In [3]:
import pandas as pd
import gensim
from sklearn.manifold import TSNE

from plotly import __version__
from plotly.offline import download_plotlyjs, init_notebook_mode, plot, iplot
import plotly.graph_objs as go
init_notebook_mode(connected=True)
import matplotlib.pyplot as plt
from matplotlib.pyplot import imshow
import random
import requests
import time
import  csv

# [Word2Vec Algorithm](https://en.wikipedia.org/wiki/Word2vec)

### What is it?
It's a Natural Language Processing [NLP] algorithm that transforms words to vectors.

### When do I use it?
When I want to explore semantics of words. For example: find word's oposites, find context word etc.

### Why should I use it?
1] NLP

2] It's a general idea of mapping elements (eg. strings) onto vectors (and vectors are good to work with). I can use it for recommending next product or a song in playlist.

# How does it work?

* Word2Vec is actualy shallow Neural Network [NN] (1 hidden layer).

* **Starting point:** 
    * We have N words. 
    * Each word is represented by N-dimensional vector with 1 on index position and 0s elsewhere (one-hot encoding).

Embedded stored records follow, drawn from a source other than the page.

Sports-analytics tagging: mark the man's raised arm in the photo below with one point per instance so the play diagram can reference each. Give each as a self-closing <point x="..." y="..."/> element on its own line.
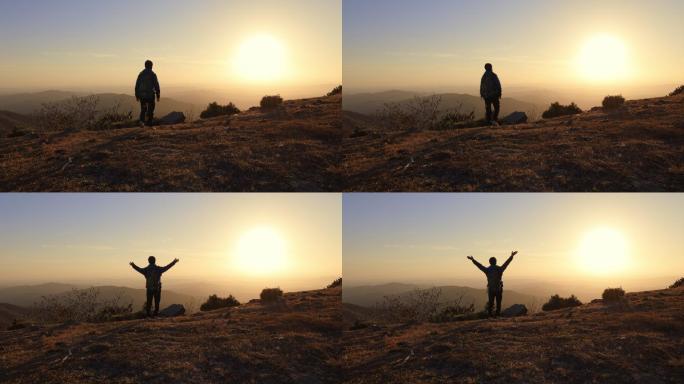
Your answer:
<point x="510" y="258"/>
<point x="137" y="268"/>
<point x="482" y="268"/>
<point x="164" y="269"/>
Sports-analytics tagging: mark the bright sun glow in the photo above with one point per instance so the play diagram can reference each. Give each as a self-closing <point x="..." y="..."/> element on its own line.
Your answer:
<point x="603" y="251"/>
<point x="260" y="59"/>
<point x="603" y="59"/>
<point x="260" y="252"/>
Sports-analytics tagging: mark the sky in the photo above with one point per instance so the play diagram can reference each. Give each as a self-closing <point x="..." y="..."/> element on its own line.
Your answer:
<point x="75" y="44"/>
<point x="287" y="240"/>
<point x="408" y="44"/>
<point x="605" y="238"/>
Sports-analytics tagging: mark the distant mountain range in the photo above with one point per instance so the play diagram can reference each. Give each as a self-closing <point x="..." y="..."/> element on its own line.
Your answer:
<point x="27" y="296"/>
<point x="370" y="103"/>
<point x="28" y="103"/>
<point x="369" y="296"/>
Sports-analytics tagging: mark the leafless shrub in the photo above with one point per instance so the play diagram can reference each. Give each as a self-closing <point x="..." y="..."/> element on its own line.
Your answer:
<point x="79" y="305"/>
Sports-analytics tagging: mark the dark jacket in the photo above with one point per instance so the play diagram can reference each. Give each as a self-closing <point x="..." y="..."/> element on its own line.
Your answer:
<point x="147" y="85"/>
<point x="494" y="274"/>
<point x="153" y="274"/>
<point x="490" y="86"/>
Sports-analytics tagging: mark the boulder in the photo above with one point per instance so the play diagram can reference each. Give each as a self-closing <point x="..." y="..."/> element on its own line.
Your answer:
<point x="515" y="118"/>
<point x="173" y="310"/>
<point x="172" y="118"/>
<point x="515" y="310"/>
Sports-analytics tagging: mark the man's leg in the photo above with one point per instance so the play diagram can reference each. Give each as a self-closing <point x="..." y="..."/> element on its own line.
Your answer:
<point x="143" y="110"/>
<point x="157" y="299"/>
<point x="499" y="296"/>
<point x="490" y="302"/>
<point x="488" y="109"/>
<point x="496" y="108"/>
<point x="148" y="303"/>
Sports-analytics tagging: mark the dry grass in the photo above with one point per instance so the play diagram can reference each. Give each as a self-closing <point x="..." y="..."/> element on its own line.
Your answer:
<point x="295" y="343"/>
<point x="591" y="343"/>
<point x="639" y="148"/>
<point x="295" y="149"/>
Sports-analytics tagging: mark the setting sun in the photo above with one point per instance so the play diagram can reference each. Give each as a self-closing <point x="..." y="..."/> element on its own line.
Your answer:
<point x="603" y="59"/>
<point x="260" y="252"/>
<point x="603" y="251"/>
<point x="260" y="59"/>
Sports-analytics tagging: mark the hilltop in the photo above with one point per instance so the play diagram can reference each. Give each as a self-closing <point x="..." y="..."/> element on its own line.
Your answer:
<point x="639" y="148"/>
<point x="639" y="342"/>
<point x="294" y="148"/>
<point x="294" y="342"/>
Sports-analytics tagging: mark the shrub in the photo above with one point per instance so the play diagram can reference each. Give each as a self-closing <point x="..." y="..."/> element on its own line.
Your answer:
<point x="271" y="102"/>
<point x="557" y="302"/>
<point x="677" y="91"/>
<point x="613" y="295"/>
<point x="611" y="103"/>
<point x="556" y="109"/>
<point x="336" y="283"/>
<point x="215" y="302"/>
<point x="271" y="295"/>
<point x="214" y="110"/>
<point x="336" y="91"/>
<point x="678" y="283"/>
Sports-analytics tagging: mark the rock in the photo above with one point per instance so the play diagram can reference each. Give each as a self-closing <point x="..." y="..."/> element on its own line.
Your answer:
<point x="515" y="118"/>
<point x="173" y="310"/>
<point x="172" y="118"/>
<point x="515" y="310"/>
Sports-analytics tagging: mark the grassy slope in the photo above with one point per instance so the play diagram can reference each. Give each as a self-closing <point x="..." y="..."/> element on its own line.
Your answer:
<point x="639" y="149"/>
<point x="592" y="343"/>
<point x="295" y="343"/>
<point x="295" y="150"/>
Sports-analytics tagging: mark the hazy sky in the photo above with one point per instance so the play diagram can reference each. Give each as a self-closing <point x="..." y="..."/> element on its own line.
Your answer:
<point x="548" y="43"/>
<point x="217" y="237"/>
<point x="80" y="43"/>
<point x="560" y="237"/>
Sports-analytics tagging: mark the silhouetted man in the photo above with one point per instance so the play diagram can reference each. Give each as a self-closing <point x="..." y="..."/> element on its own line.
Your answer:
<point x="490" y="91"/>
<point x="494" y="282"/>
<point x="146" y="89"/>
<point x="152" y="275"/>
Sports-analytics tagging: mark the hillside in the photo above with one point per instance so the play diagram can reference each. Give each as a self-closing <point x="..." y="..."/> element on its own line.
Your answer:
<point x="295" y="149"/>
<point x="594" y="343"/>
<point x="370" y="103"/>
<point x="297" y="342"/>
<point x="370" y="295"/>
<point x="640" y="148"/>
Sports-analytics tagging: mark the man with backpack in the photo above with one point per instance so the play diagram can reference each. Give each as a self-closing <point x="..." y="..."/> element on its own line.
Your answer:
<point x="146" y="89"/>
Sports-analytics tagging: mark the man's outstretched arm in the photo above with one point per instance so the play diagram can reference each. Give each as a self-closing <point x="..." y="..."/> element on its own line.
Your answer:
<point x="510" y="258"/>
<point x="137" y="268"/>
<point x="482" y="268"/>
<point x="164" y="269"/>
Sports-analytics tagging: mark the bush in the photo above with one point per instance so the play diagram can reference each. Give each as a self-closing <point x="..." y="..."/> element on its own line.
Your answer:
<point x="271" y="295"/>
<point x="613" y="295"/>
<point x="611" y="103"/>
<point x="678" y="283"/>
<point x="557" y="302"/>
<point x="214" y="110"/>
<point x="215" y="302"/>
<point x="677" y="91"/>
<point x="271" y="102"/>
<point x="80" y="305"/>
<point x="556" y="109"/>
<point x="336" y="91"/>
<point x="336" y="283"/>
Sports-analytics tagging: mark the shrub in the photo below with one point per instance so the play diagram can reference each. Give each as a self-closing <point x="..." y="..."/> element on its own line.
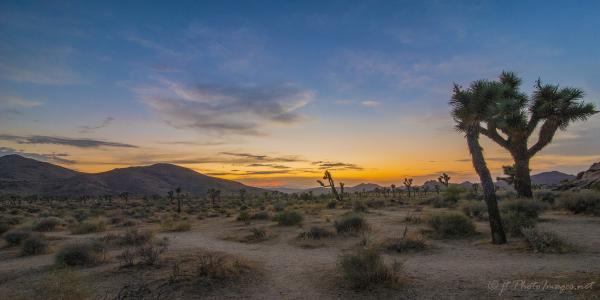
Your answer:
<point x="513" y="222"/>
<point x="545" y="241"/>
<point x="81" y="254"/>
<point x="366" y="268"/>
<point x="411" y="243"/>
<point x="33" y="245"/>
<point x="350" y="224"/>
<point x="134" y="237"/>
<point x="315" y="233"/>
<point x="582" y="202"/>
<point x="88" y="227"/>
<point x="288" y="218"/>
<point x="474" y="209"/>
<point x="359" y="207"/>
<point x="47" y="224"/>
<point x="14" y="237"/>
<point x="527" y="207"/>
<point x="261" y="215"/>
<point x="451" y="225"/>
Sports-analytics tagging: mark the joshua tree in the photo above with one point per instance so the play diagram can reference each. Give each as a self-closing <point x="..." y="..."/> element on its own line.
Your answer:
<point x="469" y="108"/>
<point x="331" y="185"/>
<point x="407" y="184"/>
<point x="178" y="193"/>
<point x="512" y="117"/>
<point x="444" y="179"/>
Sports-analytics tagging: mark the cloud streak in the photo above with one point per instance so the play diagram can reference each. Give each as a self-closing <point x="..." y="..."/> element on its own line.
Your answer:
<point x="80" y="143"/>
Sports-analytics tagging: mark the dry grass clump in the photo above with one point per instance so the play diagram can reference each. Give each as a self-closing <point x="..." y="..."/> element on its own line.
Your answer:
<point x="451" y="225"/>
<point x="545" y="241"/>
<point x="365" y="268"/>
<point x="81" y="254"/>
<point x="351" y="224"/>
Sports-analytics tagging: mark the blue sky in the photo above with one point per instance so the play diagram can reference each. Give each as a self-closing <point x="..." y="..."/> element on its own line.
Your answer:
<point x="332" y="81"/>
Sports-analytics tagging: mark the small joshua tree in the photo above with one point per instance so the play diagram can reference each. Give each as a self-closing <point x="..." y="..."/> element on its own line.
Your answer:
<point x="331" y="185"/>
<point x="407" y="184"/>
<point x="444" y="179"/>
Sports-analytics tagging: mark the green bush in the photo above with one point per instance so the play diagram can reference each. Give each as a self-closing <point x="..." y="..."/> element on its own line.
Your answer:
<point x="582" y="202"/>
<point x="545" y="241"/>
<point x="350" y="224"/>
<point x="33" y="245"/>
<point x="81" y="254"/>
<point x="315" y="233"/>
<point x="474" y="209"/>
<point x="451" y="225"/>
<point x="47" y="224"/>
<point x="359" y="207"/>
<point x="288" y="218"/>
<point x="14" y="237"/>
<point x="366" y="268"/>
<point x="88" y="227"/>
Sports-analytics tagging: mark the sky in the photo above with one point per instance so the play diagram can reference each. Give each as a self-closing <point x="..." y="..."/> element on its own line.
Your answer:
<point x="272" y="93"/>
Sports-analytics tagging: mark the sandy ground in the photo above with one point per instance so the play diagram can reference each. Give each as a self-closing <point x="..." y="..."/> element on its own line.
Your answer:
<point x="452" y="269"/>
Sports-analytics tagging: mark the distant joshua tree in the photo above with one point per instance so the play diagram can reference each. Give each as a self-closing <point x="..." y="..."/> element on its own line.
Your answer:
<point x="511" y="117"/>
<point x="331" y="185"/>
<point x="444" y="179"/>
<point x="407" y="184"/>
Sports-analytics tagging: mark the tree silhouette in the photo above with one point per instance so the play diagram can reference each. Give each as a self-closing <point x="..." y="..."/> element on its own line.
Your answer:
<point x="469" y="108"/>
<point x="512" y="117"/>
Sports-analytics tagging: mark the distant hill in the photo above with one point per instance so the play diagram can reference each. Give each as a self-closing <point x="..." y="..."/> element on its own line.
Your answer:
<point x="25" y="176"/>
<point x="551" y="178"/>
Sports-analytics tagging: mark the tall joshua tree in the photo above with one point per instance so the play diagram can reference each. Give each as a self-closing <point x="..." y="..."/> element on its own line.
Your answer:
<point x="331" y="184"/>
<point x="407" y="184"/>
<point x="444" y="179"/>
<point x="469" y="108"/>
<point x="514" y="117"/>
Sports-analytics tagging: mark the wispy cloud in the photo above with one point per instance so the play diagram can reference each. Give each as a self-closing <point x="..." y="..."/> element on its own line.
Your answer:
<point x="48" y="157"/>
<point x="81" y="143"/>
<point x="243" y="110"/>
<point x="92" y="128"/>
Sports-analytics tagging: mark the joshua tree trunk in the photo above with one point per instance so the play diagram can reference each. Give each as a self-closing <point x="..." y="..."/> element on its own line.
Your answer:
<point x="489" y="191"/>
<point x="522" y="176"/>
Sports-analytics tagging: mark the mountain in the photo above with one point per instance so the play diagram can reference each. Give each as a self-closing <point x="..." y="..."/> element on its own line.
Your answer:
<point x="550" y="178"/>
<point x="25" y="176"/>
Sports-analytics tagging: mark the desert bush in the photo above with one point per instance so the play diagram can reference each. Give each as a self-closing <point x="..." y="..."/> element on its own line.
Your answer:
<point x="261" y="215"/>
<point x="366" y="268"/>
<point x="376" y="203"/>
<point x="60" y="284"/>
<point x="33" y="245"/>
<point x="545" y="241"/>
<point x="134" y="237"/>
<point x="80" y="254"/>
<point x="88" y="226"/>
<point x="217" y="266"/>
<point x="47" y="224"/>
<point x="350" y="224"/>
<point x="14" y="237"/>
<point x="451" y="225"/>
<point x="409" y="243"/>
<point x="545" y="196"/>
<point x="288" y="218"/>
<point x="581" y="202"/>
<point x="315" y="233"/>
<point x="474" y="209"/>
<point x="359" y="207"/>
<point x="149" y="253"/>
<point x="528" y="207"/>
<point x="513" y="222"/>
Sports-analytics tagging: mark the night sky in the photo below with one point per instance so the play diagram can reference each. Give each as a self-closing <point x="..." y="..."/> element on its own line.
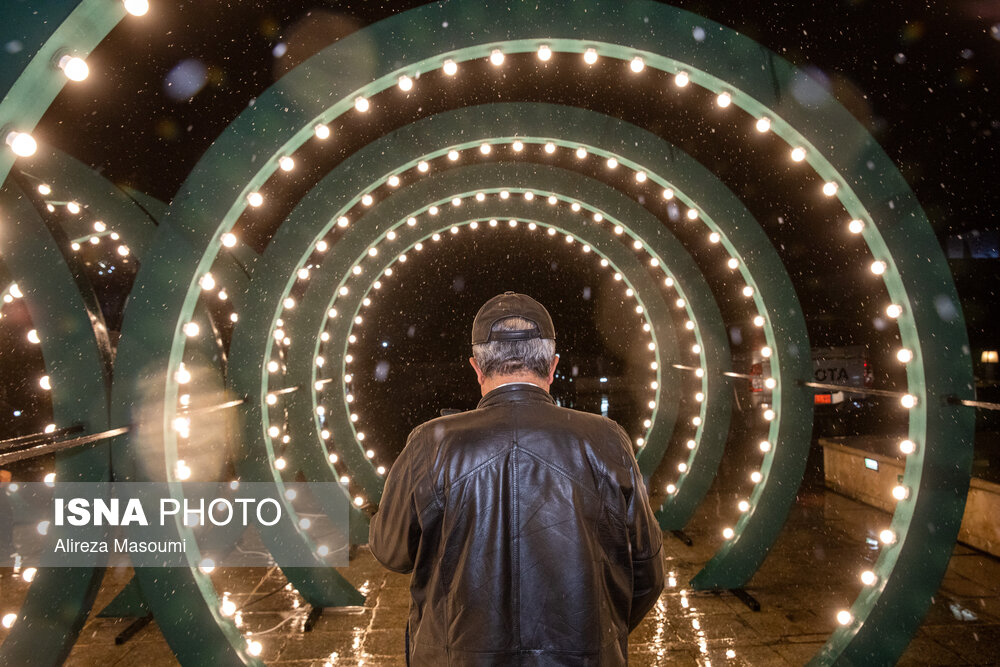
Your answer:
<point x="923" y="78"/>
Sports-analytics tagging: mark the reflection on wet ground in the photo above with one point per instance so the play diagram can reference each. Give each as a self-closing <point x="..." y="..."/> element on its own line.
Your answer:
<point x="812" y="572"/>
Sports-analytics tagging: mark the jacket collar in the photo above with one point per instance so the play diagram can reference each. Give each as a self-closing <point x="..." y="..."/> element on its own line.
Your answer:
<point x="520" y="391"/>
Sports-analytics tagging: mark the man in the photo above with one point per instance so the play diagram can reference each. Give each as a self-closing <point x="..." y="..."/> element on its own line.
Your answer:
<point x="526" y="525"/>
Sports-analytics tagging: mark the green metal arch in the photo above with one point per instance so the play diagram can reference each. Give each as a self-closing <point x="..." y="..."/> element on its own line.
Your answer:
<point x="308" y="317"/>
<point x="59" y="600"/>
<point x="357" y="171"/>
<point x="941" y="367"/>
<point x="789" y="431"/>
<point x="32" y="84"/>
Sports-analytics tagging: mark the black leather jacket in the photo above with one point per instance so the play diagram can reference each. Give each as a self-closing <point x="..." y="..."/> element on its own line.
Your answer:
<point x="528" y="531"/>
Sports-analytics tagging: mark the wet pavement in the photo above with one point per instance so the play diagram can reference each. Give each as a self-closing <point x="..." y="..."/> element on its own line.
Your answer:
<point x="811" y="573"/>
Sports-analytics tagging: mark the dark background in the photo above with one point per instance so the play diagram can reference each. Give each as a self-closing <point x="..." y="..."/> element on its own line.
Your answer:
<point x="922" y="77"/>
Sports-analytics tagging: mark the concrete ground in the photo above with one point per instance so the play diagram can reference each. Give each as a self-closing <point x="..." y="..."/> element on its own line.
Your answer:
<point x="811" y="573"/>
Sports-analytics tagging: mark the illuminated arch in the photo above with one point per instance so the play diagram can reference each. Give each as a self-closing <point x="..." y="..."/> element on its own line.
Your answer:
<point x="831" y="141"/>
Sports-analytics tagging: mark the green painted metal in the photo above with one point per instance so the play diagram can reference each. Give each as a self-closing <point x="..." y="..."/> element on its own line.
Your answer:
<point x="283" y="122"/>
<point x="30" y="83"/>
<point x="75" y="348"/>
<point x="129" y="603"/>
<point x="433" y="132"/>
<point x="70" y="179"/>
<point x="308" y="318"/>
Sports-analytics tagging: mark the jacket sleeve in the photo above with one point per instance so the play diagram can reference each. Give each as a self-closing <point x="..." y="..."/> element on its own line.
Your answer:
<point x="394" y="533"/>
<point x="646" y="542"/>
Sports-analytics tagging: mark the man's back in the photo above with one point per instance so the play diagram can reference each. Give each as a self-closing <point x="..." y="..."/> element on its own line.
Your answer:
<point x="528" y="532"/>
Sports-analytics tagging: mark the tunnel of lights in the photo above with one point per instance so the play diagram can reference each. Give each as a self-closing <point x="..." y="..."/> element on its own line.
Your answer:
<point x="292" y="309"/>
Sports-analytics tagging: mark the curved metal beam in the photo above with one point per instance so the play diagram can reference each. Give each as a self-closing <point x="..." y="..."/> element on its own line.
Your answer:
<point x="76" y="352"/>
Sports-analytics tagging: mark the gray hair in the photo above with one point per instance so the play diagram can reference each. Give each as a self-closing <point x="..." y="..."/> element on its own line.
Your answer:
<point x="510" y="357"/>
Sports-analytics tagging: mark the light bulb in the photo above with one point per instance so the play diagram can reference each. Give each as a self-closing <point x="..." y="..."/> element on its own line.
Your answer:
<point x="136" y="7"/>
<point x="22" y="143"/>
<point x="228" y="607"/>
<point x="74" y="68"/>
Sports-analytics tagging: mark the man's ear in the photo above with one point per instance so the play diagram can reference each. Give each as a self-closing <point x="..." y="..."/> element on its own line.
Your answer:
<point x="479" y="372"/>
<point x="552" y="368"/>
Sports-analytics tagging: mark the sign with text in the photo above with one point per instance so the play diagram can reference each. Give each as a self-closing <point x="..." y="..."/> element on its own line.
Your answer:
<point x="150" y="524"/>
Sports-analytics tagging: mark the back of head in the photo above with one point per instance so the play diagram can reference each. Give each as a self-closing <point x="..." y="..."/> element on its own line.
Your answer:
<point x="500" y="358"/>
<point x="512" y="335"/>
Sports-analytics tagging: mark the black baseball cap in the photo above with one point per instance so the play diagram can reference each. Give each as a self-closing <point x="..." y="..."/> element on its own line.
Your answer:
<point x="511" y="304"/>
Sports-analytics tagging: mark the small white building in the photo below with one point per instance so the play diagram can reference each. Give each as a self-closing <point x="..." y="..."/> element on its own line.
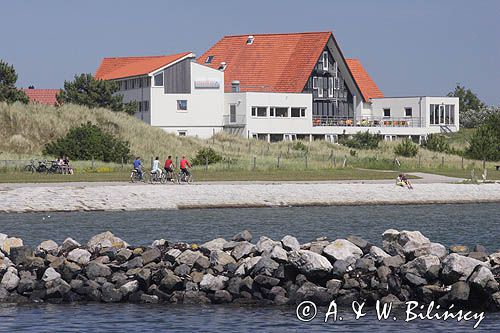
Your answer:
<point x="272" y="87"/>
<point x="172" y="92"/>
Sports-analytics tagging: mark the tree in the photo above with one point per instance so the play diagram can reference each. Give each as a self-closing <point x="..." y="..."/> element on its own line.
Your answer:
<point x="8" y="91"/>
<point x="485" y="142"/>
<point x="86" y="90"/>
<point x="88" y="142"/>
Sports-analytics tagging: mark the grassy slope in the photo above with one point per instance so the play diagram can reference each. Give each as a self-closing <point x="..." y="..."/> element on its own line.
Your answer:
<point x="25" y="129"/>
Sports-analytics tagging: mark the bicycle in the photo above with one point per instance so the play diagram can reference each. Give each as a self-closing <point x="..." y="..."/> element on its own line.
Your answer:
<point x="182" y="177"/>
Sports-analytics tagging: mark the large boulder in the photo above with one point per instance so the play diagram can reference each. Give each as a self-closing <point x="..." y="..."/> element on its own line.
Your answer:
<point x="342" y="249"/>
<point x="310" y="263"/>
<point x="457" y="267"/>
<point x="80" y="256"/>
<point x="106" y="239"/>
<point x="213" y="283"/>
<point x="10" y="279"/>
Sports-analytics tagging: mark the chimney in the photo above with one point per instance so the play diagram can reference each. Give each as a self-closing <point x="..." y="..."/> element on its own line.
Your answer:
<point x="235" y="86"/>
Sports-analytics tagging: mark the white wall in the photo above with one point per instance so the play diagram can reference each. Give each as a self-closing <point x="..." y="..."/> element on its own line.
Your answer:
<point x="204" y="106"/>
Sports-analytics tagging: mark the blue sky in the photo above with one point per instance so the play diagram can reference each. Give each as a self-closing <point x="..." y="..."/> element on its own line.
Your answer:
<point x="408" y="47"/>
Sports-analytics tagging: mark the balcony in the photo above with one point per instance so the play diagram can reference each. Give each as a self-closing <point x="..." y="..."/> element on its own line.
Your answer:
<point x="366" y="121"/>
<point x="238" y="120"/>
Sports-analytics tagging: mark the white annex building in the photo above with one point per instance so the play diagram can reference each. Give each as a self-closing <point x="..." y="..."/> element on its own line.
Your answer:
<point x="272" y="87"/>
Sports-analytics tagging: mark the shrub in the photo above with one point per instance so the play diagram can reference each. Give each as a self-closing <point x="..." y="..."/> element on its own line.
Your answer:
<point x="206" y="153"/>
<point x="437" y="143"/>
<point x="88" y="142"/>
<point x="406" y="148"/>
<point x="362" y="140"/>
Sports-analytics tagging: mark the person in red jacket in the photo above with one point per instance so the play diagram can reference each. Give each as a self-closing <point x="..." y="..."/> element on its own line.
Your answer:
<point x="169" y="170"/>
<point x="184" y="165"/>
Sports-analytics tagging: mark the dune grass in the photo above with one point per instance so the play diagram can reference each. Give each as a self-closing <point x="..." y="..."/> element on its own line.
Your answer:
<point x="25" y="129"/>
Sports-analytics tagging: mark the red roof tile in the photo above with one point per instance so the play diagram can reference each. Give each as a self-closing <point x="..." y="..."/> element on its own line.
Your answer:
<point x="273" y="62"/>
<point x="365" y="83"/>
<point x="116" y="68"/>
<point x="42" y="96"/>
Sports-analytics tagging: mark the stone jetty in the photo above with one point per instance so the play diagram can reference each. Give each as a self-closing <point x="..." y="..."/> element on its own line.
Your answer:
<point x="407" y="267"/>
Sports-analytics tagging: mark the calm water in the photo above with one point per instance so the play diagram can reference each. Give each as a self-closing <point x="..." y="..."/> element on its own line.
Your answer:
<point x="448" y="224"/>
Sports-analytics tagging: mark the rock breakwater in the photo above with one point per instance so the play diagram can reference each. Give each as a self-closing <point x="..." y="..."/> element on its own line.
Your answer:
<point x="283" y="272"/>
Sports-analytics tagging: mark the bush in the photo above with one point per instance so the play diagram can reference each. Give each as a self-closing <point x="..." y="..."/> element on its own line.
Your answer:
<point x="206" y="153"/>
<point x="436" y="142"/>
<point x="362" y="140"/>
<point x="406" y="148"/>
<point x="88" y="142"/>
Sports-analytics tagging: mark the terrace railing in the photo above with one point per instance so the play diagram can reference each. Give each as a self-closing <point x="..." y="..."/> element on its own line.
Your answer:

* We let the NN predict word's naighbours.


* We cut out only the guts of the trained NN - scored hidden leayer values for each word.


* **End point:** 
    * Each word is represented by only M-dimension vector (M << N), that carries some context information.   **:-)**

### Why is it important to have vectors instead of words? Because we have the Algebra!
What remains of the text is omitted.